Neoadjuvant Radiotherapy For Rectal Cancer: Short-course Radiation (Scrt) Vs. Long-course Chemoradiation (Lccrt)

Yayın Yılı: 2019
Sayfa Sayısı: 61-68
Kitap Dili : İngilizce

GirişRektum kanserinde neoadjuvan tedavi, postoperatif tedaviye göre hem yan etki profilinin azalması hem de lokal kontrol ve sfinkter korumasının artması nedeniyle standart tedavi haline gelmiştir (Sauer ve ark., 2004). Uzun süreli kemoradyoterapi (45-50.4 Gy/25-28f), özellikle Doğu Avrupa ülkeleri ve Amerika Birleşik Devletleri'nde rektum tümörlerinin tercih edilen tedavisidir.
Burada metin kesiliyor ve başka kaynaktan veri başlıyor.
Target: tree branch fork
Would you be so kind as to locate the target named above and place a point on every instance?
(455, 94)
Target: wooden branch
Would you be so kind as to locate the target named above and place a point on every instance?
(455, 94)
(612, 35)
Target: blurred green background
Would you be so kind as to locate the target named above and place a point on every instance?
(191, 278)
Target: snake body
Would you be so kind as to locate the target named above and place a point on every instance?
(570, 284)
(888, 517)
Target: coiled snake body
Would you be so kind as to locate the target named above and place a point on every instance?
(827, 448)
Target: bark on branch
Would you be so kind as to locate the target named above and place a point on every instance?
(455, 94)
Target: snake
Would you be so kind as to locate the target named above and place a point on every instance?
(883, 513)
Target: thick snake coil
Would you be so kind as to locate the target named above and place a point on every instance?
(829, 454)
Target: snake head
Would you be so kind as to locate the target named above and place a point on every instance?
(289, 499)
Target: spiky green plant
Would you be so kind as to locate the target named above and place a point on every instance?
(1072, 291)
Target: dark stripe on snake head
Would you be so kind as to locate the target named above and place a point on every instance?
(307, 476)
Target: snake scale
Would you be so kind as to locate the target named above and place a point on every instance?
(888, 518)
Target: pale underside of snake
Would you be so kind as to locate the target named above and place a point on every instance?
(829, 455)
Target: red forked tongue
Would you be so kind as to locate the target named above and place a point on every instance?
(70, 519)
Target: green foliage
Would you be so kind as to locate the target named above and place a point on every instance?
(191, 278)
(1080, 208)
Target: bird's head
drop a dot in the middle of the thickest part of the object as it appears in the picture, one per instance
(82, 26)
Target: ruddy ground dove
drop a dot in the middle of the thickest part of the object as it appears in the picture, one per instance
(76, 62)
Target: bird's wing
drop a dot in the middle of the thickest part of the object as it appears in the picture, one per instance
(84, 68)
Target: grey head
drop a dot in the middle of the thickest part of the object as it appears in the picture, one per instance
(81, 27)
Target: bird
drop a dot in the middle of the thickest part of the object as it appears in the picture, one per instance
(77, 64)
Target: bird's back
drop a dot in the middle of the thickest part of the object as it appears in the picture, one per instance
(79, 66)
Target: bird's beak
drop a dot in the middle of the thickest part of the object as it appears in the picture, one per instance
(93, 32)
Kısa süreli radyoterapi (25 Gy/5f), uzun süreli tedaviye göre daha ekonomik ve konforlu olduğu için özellikle Kuzey Avrupa'da tercih edilmektedir. Her iki tedavi planı da cerrahi öncesi uygulanır ve radyasyon hedef bölgelerinde benzerdir, ancak toplam radyasyon dozu, fraksiyon boyutu, tedavi süresi, eşzamanlı kemoterapi ve cerrahi zamanlama açısından farklılık gösterir. Hem SCRT hem de LCCRT için güçlü bir kanıt temeli vardır ve her iki yaklaşımın da en güçlü destek, faz III çalışmaların yapıldığı ülkelerden gelmektedir.Bu metinde, kısa süreli ve uzun süreli radyoterapinin etkinliğini destekleyen kanıtlar eşliğinde geleneksel rutin kararlar yerine bireysel koşullara dayalı tedavi seçimi üzerinde durulmaktadır.Kısa Süreli Radyoterapinin Etkinliğini Destekleyen KanıtlarKısa süreli neoadjuvan radyoterapinin başlangıç noktası, İsveç'te cerrahlar tarafından onaylanabilecek, cerrahi tedaviye minimum gecikmeyle uygulanabilecek bir tedavi rejimi arayışıdır. Bu amaçla, yüksek doz fraksiyonu preoperatif olarak 1 haftalık hipofraksiyon rejimi (25 Gy/5f) ile test edildi. Total mezorektal eksizyon (TME) öncesi dönemde İsveç rektum kanseri çalışması (Cedermark ve ark., 1997), resektabl rektum kanseri olan 1.168 hastayı rastgele olarak ya SCRT takiben cerrahi ya da sadece cerrahi alan iki gruba ayırdı ve cerrahi öncesi 5 Gy x 5 uyguladı. Bu, tedavi grubunda sağkalım avantajı elde edilen tek çalışmadır (OS 38% RT vs 30% RT yok; p=0.008; LR 9% vs 26%; p<0.001). Cerrahi koldaki %26 lokal nüks oranı, cerrahi tekniği TME'yi iyileştirdi. Bundan sonra, SCRT'nin rolünü test etmek için TME ile çalışmalar yapıldı. TME'nin kullanımı, rektum kanserinin başarılı yönetiminde dikkatli cerrahi tekniklerin merkezi olduğu konusunda farkındalığı artırmıştır. Hollanda CKVO 95-04 çalışması (Kapiteijn ve ark., 2001), TME sonrası dönemde klinik olarak rezektabl (cT1-3) hastalığı olan 1.805 hastayı rastgele olarak ayırmış ve sağkalım avantajını doğrulamamıştır. Ancak, TME ile 5 yıllık lokal nüks %11 iken, preoperatif radyoterapi ile %5'e önemli ölçüde azalmıştır.(AI)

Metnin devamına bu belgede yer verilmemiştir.